Abstract

This chapter addresses the state of theoretical affairs of research concerned with one of gerontology's most debated constructs; that is, successful ageing. Hereby, it is argued that much could be learned if we were to treat international migrants as sources of theoretically fruitful information about the way in which understandings of successful ageing are shaped and reformulated through the lifecourse. This argument, however, is not a new one since I have been trying to raise social gerontology's awareness of the unexplored potential embedded in studying international migrant populations ever since it dawned to me that theory development in social gerontology was often a native (not to mention western-only) endeavour. The sections that follow will be, to a certain extent, a reiteration of what has been briefly argued elsewhere (Torres, 1998, 2001a, 2003c), namely that the migrant experience and the destabilisation of lifecourse continuity inherent to it offer interesting angles for theory building in social gerontology.
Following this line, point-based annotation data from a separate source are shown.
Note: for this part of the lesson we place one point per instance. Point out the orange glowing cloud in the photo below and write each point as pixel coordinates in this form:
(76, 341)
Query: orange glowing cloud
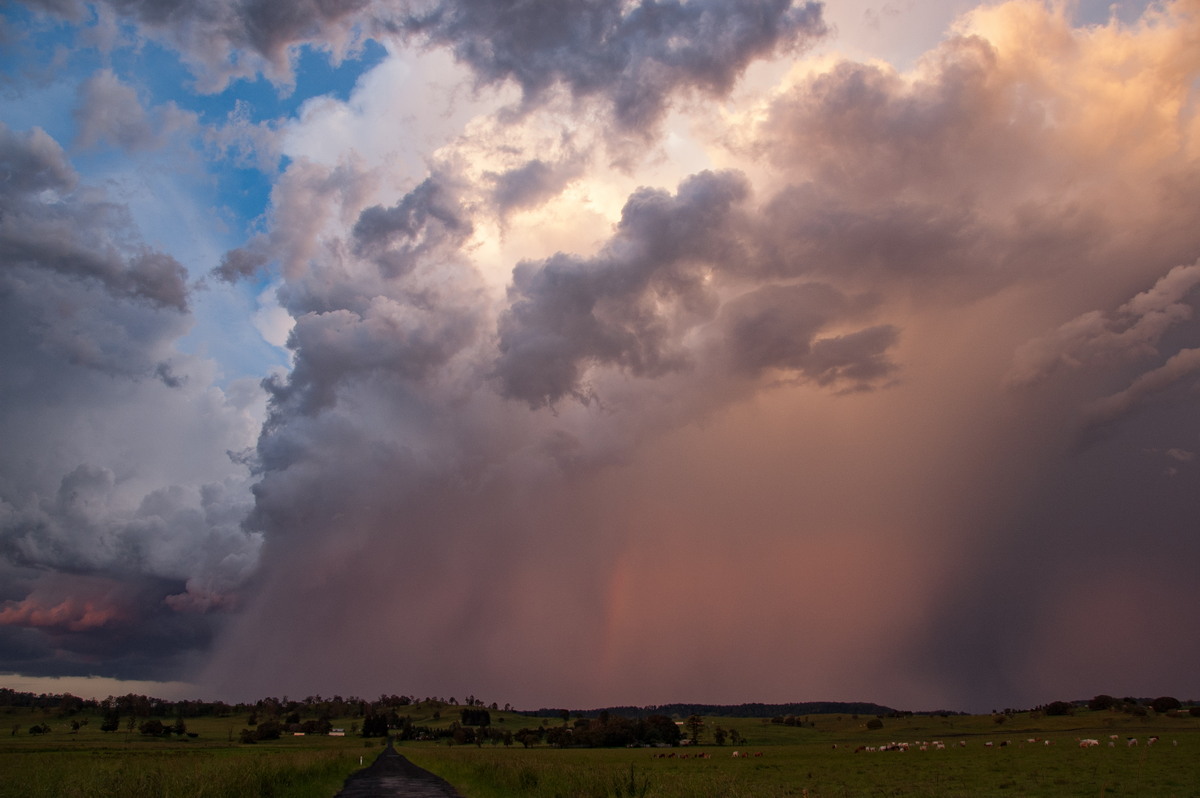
(71, 604)
(72, 615)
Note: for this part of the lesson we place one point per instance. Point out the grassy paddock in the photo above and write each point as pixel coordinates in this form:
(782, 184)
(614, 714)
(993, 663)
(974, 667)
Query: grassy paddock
(814, 760)
(803, 762)
(89, 763)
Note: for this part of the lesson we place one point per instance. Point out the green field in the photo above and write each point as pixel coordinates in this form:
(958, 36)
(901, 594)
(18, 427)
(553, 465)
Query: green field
(816, 759)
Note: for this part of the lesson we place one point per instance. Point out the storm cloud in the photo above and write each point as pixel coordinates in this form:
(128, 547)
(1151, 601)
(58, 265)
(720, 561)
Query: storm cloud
(894, 365)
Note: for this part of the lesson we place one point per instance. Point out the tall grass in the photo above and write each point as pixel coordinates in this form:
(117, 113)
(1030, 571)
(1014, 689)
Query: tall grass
(279, 774)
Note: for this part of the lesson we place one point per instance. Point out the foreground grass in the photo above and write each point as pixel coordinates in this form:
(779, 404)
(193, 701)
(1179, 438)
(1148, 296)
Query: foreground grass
(811, 767)
(814, 760)
(78, 774)
(88, 763)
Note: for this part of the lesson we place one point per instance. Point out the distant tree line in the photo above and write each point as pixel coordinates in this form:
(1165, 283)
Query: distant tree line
(726, 711)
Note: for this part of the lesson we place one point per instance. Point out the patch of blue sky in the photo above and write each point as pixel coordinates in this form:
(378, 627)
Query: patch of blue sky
(167, 78)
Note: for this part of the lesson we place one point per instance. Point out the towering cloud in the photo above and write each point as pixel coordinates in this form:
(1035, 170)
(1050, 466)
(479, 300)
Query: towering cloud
(119, 507)
(892, 366)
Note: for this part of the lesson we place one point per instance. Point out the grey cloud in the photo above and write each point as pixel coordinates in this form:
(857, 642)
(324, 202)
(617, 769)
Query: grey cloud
(243, 262)
(779, 328)
(639, 54)
(623, 307)
(533, 183)
(375, 307)
(636, 55)
(109, 111)
(660, 280)
(1096, 339)
(240, 39)
(48, 225)
(119, 509)
(33, 163)
(425, 220)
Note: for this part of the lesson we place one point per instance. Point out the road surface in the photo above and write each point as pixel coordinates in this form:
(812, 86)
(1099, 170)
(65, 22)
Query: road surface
(391, 775)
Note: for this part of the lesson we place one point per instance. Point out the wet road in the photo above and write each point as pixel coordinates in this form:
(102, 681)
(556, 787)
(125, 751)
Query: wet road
(391, 775)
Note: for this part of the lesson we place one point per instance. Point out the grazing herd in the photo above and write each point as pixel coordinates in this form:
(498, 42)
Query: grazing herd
(1131, 742)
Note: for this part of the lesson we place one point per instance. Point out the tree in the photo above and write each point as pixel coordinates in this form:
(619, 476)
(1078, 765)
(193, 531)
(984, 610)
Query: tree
(1060, 708)
(695, 725)
(153, 727)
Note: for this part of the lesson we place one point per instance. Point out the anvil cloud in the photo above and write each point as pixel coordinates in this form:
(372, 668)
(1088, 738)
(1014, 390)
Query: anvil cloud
(580, 354)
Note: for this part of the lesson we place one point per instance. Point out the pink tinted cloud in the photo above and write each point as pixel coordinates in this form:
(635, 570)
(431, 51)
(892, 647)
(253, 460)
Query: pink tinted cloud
(72, 613)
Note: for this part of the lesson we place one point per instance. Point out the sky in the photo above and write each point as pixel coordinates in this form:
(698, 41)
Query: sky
(617, 352)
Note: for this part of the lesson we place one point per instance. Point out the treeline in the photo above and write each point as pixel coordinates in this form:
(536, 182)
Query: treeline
(727, 711)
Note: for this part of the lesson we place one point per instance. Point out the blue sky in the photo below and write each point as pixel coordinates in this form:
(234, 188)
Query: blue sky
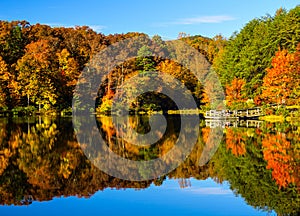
(165, 18)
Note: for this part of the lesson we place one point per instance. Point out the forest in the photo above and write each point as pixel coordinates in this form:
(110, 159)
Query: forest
(258, 65)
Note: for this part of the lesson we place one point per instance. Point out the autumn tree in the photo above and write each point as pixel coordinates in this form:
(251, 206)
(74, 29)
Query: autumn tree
(37, 73)
(234, 92)
(8, 86)
(281, 79)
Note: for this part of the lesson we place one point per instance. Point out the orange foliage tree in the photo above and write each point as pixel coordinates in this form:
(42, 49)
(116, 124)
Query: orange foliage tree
(276, 151)
(281, 83)
(235, 140)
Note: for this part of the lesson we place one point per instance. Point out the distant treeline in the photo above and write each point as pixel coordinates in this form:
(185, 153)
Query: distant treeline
(40, 65)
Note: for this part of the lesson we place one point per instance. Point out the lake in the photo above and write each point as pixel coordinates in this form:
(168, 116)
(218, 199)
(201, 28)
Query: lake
(50, 168)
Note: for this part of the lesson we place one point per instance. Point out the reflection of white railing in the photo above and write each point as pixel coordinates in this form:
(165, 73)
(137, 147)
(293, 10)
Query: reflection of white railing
(247, 113)
(213, 123)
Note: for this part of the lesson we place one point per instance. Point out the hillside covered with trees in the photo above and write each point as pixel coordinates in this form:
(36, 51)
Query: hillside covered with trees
(40, 65)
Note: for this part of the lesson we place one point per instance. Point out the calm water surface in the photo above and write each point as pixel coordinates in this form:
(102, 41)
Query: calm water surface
(43, 169)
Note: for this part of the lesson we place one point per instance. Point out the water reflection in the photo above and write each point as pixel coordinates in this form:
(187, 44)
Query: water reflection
(40, 159)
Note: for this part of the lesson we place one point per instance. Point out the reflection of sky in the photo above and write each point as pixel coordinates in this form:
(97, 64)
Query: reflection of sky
(202, 198)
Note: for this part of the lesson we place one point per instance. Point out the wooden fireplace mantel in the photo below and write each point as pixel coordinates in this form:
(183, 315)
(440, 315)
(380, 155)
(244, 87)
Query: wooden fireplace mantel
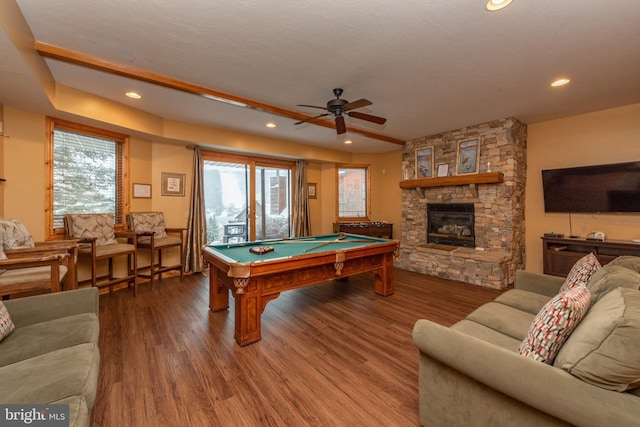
(445, 181)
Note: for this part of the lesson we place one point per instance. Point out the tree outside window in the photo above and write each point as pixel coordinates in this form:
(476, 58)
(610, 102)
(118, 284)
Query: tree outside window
(353, 192)
(87, 172)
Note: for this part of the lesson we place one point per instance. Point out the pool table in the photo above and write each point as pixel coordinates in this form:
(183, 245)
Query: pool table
(254, 279)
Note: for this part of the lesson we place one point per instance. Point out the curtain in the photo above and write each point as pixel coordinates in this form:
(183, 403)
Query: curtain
(301, 224)
(196, 228)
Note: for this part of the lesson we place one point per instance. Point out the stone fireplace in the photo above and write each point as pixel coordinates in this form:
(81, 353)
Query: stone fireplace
(496, 249)
(451, 224)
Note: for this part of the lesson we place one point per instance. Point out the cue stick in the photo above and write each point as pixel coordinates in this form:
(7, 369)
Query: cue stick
(325, 243)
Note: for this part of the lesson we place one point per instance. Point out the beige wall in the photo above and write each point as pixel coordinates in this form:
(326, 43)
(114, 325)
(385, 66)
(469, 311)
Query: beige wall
(24, 169)
(2, 161)
(609, 136)
(602, 137)
(23, 158)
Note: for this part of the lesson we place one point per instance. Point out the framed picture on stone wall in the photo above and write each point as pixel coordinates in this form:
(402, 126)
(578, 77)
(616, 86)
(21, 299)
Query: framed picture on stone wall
(468, 157)
(424, 163)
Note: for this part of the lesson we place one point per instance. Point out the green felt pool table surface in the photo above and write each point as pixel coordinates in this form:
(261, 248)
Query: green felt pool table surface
(239, 252)
(255, 279)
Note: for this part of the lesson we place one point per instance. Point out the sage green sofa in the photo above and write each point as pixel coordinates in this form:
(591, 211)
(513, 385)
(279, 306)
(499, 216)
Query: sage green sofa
(52, 356)
(471, 374)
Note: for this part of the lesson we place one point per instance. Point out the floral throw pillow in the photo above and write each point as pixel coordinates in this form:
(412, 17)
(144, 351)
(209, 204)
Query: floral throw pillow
(148, 221)
(554, 323)
(581, 272)
(6, 324)
(15, 235)
(99, 226)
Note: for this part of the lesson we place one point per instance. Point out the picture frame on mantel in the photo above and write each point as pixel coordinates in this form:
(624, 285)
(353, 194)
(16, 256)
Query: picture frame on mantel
(424, 163)
(442, 169)
(468, 157)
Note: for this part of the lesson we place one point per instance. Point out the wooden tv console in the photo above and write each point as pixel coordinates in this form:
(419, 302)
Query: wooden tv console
(559, 254)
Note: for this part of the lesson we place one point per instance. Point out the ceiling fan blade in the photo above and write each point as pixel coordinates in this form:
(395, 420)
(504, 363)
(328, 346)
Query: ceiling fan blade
(311, 118)
(340, 126)
(357, 104)
(311, 106)
(367, 117)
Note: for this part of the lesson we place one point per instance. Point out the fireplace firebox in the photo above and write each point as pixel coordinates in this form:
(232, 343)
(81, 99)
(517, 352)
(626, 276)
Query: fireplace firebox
(451, 224)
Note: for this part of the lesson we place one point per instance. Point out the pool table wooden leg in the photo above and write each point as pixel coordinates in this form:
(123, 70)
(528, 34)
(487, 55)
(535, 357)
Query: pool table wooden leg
(218, 293)
(249, 306)
(384, 277)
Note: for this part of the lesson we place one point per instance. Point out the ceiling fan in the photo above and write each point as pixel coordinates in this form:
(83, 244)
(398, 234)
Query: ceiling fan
(339, 107)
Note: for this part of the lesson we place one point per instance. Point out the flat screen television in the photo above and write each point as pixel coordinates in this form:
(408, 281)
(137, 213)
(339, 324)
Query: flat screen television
(612, 188)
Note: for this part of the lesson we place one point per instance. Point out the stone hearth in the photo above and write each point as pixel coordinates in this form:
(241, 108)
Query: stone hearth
(499, 207)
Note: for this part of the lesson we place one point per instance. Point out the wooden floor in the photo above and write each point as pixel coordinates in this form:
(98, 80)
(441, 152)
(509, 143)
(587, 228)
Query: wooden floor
(333, 354)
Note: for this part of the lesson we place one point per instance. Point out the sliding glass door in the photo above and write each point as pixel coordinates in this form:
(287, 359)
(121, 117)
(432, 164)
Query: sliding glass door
(246, 198)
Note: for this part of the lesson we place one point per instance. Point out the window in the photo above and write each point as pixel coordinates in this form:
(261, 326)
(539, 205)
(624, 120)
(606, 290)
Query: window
(246, 197)
(353, 192)
(87, 173)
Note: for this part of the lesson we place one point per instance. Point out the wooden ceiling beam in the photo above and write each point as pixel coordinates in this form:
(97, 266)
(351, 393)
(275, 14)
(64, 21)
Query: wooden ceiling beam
(72, 57)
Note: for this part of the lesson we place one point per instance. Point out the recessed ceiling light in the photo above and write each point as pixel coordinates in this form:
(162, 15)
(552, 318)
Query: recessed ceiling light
(134, 95)
(493, 5)
(560, 82)
(225, 100)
The argument that will be put forth is not exclusively theoretical, however. Empirical illustrations on the challenges that the process of migration poses to the way in which understandings of successful ageing are shaped will be used to show that the international migrant experience offers a relatively unexplored yet fruitful point of departure for social gerontological research. However, before these areas can be explored it seems necessary to highlight what makes the migrant experience unique and how I came to regard elders with such backgrounds as potential sources of information about how notions of successful ageing are constructed through the lifecourse.